Is this index calculation accurate?

Since msg_free is incremented and msg_count is decremented in each iteration
below, the calculated idx jumps by 2. This skips alternate skbs, leaking
them, and reads uninitialized memory, which is then passed to
dev_consume_skb_any(), causing a use-after-free or double free.

I don't think this is legit. I've written code to test this algorithm, and it works as written. This logic comes from the drivers/mailbox/mailbox.c function msg_submit.

idx does not jump by two each iteration.

+ skb = chan->msg_data[idx];
+ dev_dstats_tx_dropped(ndev);
+ dev_consume_skb_any(skb);
+ chan->msg_count--;
+ chan->msg_free++;
+ }
+ }

[ ... ]

+static int mctp_pcc_driver_add(struct acpi_device *acpi_dev)
+{
+ struct mctp_pcc_lookup_context context = {0};
+ struct mctp_pcc_ndev *mctp_pcc_ndev;

[ ... ]

+ status = acpi_walk_resources(dev_handle, "_CRS", lookup_pcct_indices,
+ &context);
+ if (!ACPI_SUCCESS(status)) {
+ dev_err(dev, "FAILED to lookup PCC indexes from CRS\n");
+ return -EINVAL;
+ }

What happens if the _CRS table contains fewer than two PCC_DWORD_TYPE
resources?

If context.index is not verified to be at least 2 here, context.inbox_index
and context.outbox_index might remain uninitialized or at their default zero
values. This could cause the driver to blindly request PCC channel 0, which
may belong to another hardware subsystem.

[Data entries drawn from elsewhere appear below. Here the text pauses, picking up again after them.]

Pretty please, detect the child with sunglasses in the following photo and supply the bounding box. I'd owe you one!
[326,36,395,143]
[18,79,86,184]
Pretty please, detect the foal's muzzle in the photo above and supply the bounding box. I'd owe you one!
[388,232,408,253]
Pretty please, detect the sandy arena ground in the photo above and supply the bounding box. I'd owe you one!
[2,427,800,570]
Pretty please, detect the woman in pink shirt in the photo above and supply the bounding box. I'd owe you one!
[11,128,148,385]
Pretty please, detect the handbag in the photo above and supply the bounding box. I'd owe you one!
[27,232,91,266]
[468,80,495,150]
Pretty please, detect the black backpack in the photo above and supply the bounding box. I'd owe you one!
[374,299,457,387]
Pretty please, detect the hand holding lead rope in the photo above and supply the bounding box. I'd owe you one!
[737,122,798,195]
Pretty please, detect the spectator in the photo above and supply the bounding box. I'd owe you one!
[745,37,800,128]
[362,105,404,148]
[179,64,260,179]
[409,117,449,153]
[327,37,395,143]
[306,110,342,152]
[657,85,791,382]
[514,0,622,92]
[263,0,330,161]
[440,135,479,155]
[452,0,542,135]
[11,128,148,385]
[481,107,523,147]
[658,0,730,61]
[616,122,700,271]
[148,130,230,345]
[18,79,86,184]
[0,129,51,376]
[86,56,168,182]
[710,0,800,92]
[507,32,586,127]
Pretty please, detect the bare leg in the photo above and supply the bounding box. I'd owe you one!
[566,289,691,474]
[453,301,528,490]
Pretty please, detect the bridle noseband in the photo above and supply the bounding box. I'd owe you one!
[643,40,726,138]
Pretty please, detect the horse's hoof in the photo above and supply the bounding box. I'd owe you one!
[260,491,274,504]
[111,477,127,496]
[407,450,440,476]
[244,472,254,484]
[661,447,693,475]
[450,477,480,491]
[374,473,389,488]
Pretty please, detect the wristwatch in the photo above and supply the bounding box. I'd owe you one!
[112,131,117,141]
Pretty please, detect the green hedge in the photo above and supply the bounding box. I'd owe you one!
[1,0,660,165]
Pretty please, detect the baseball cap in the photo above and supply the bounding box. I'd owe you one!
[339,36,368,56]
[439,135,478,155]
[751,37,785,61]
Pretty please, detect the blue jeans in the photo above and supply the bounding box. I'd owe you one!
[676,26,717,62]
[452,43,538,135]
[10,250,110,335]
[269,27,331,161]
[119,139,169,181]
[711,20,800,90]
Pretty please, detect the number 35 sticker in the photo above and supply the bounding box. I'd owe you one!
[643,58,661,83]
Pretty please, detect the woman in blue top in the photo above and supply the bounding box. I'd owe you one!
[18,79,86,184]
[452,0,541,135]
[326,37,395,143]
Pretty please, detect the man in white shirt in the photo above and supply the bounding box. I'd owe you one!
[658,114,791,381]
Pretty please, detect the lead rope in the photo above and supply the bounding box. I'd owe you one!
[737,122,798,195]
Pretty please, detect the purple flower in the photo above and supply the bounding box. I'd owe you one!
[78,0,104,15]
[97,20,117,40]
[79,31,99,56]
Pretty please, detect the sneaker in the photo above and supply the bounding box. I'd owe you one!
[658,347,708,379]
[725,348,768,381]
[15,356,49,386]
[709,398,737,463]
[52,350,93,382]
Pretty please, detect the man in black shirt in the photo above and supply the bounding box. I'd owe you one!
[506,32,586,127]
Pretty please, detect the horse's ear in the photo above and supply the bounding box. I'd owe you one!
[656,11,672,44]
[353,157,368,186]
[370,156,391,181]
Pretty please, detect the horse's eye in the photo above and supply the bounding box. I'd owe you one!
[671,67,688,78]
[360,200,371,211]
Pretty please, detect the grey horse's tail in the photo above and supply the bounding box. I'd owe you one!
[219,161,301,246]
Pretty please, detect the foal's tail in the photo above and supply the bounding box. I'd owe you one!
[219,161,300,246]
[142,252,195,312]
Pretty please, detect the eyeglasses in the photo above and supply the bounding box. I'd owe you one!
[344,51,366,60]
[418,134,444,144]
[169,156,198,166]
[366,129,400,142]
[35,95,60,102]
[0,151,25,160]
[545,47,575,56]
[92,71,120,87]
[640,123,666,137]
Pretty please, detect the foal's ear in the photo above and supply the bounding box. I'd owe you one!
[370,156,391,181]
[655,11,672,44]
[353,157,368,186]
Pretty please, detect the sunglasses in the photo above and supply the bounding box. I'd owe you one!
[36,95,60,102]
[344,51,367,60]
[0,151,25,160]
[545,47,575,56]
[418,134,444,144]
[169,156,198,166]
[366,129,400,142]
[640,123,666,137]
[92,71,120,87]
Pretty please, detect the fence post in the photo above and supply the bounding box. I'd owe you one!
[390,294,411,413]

If that is the case then things are truely corrupted on the system. So, yeah, this is legit, but a sign of things much worse happening.

It is easy enough to check that we get 2 values in the context from walk resources.

+
+ snprintf(name, sizeof(name), "mctppcc%d", context.inbox_index);
+ ndev = alloc_netdev(sizeof(*mctp_pcc_ndev), name, NET_NAME_PREDICTABLE,
+ mctp_pcc_setup);